Relationship between Pythagorean Theorem and leg-hypotenuse lengths With a standard right triangle, we have the legs $a$ and $b$ and the hypotenuse $c$, where typically $a$ is the shorter leg. I'm curious about the fact that
$$a + b > c$$
but 
$$a^2 + b^2 = c^2$$
This discussion seems to be a simple proof -- assuming the Pythagorean Theorem is true. However, at an intuitive level, it seems odd that what wasn't equal is made equal by squaring each member. Is there any theoretical explanation from higher geometry? 

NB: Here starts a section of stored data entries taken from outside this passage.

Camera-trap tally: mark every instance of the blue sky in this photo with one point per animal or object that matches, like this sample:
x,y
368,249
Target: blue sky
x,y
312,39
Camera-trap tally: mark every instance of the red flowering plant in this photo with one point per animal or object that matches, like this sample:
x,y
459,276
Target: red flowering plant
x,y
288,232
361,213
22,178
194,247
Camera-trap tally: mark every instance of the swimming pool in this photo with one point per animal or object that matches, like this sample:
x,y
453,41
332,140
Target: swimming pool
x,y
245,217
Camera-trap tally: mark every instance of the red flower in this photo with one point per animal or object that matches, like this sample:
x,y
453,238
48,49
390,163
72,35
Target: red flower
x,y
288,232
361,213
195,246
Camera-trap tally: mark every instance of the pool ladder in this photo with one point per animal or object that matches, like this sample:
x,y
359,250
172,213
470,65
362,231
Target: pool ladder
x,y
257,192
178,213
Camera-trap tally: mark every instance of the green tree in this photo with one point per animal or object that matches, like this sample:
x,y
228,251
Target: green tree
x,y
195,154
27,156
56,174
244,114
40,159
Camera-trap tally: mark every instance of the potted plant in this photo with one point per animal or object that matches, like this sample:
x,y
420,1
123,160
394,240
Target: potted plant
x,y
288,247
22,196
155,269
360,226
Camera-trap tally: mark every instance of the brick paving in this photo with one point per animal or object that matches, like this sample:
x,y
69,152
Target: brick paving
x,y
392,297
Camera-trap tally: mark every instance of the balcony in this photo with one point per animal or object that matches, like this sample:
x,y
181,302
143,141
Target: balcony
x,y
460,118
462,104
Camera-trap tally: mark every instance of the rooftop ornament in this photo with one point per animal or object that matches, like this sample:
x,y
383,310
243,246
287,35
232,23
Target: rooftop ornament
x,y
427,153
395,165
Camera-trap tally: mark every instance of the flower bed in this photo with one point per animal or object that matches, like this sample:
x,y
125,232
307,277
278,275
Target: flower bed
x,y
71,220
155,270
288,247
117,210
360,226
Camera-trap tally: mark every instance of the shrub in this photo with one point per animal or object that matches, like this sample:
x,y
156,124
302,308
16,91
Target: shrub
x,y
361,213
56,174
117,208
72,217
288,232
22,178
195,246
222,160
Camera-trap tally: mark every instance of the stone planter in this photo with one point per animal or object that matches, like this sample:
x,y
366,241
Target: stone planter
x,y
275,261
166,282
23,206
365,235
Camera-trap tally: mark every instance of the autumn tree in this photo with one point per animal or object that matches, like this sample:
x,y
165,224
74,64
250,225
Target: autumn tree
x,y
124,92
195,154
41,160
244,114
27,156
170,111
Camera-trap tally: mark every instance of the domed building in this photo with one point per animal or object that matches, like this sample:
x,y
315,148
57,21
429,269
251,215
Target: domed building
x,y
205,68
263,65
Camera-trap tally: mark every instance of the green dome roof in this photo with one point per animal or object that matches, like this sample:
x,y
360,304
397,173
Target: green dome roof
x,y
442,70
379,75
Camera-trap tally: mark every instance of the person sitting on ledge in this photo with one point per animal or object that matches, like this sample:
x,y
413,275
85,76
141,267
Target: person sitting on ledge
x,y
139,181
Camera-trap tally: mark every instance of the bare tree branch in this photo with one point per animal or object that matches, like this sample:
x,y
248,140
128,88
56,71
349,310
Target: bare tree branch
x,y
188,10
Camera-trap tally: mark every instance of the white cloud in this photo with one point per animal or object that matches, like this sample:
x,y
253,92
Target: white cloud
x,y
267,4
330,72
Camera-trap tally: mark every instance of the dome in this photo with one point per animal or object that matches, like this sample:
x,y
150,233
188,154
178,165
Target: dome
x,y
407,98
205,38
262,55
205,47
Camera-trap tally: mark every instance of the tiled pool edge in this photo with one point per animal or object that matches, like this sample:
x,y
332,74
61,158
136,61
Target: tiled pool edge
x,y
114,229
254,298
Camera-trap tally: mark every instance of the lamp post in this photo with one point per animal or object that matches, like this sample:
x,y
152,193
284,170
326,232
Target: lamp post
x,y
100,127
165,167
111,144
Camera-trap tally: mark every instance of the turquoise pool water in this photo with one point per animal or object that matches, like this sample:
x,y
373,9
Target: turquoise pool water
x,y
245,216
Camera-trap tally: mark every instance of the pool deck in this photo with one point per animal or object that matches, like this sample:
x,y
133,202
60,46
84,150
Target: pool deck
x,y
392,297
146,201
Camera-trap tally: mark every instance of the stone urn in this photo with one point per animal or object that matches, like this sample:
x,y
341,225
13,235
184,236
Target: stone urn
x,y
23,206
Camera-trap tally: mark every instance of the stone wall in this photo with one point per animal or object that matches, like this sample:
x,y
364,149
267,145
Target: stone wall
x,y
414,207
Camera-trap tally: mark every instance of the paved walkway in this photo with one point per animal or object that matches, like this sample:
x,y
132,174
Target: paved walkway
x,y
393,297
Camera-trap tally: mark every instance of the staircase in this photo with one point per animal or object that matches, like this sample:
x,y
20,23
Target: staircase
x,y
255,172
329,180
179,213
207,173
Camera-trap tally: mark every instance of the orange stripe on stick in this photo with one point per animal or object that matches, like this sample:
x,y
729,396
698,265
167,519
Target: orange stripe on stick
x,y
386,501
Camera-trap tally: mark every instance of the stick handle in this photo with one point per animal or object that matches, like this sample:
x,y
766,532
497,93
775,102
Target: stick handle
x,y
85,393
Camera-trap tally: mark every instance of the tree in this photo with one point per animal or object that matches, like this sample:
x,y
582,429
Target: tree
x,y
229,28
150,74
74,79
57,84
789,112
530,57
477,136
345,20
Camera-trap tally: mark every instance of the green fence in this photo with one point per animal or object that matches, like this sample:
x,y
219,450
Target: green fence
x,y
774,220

 A: In $\triangle ABC$ with $\angle C$ denoting the interior angle at the vertex $ C$ and the sides' lengths being $a,b,c$ we have the Cosine Law: $$c^2=a^2+b^2-2ab\cdot \cos \angle C$$ which is very ancient. Therefore $$(a+b)^2=a^2+b^2+2ab=$$ $$=a^2+b^2-2ab \cdot \cos \angle C+2ab(1+\cos \angle C)=$$ $$=c^2+2ab (1+\cos \angle C).$$ Since $0<\angle C<\pi$  we have $1+\cos \angle C>0.$ Therefore $$(a+b)^2=c^2+2ab(1+\cos \angle C)>c^2$$ which implies   $a+b>c.$ 
The fact that the interior angles of a triangle sum to $\pi\;$  ( implying $\angle C<\pi\;$ ) follows from the Parallel Postulate. The Cosine Law follows directly from the Theorem of Pythagoras, which follows from the Parallel Postulate, and the Theorem of Pythagoras  is proved without needing to know that $a+b>c.$
The Theorem of Pythagoras can be considered a special case of the Cosine Law when $\angle C=\pi /2$ and $\cos \angle C=0.$ We can re-arrange the Cosine Law as $$\cos \angle C=\frac {a^2+b^2-c^2}{2ab}$$ from which  we can see that if $\angle C<\pi /2$ then $a^2+b^2>c^2,$ and if $ \angle C>\pi /2$ then $a^2+b^2<c^2.$
A: In Geometry there is an important difference between the triangle inequality $a+b>c$ and Pythagoras' theorem $a^2+b^2=c^2$: the proof of the former doesn't need the Parallel Postulate, while the proof of the latter does.
As a matter of fact, in Euclid's Elements the triangle inequality is Prop. 20 of Book I, while Pythagoras' theorem is proved much later, as Prop. 47 of Book I.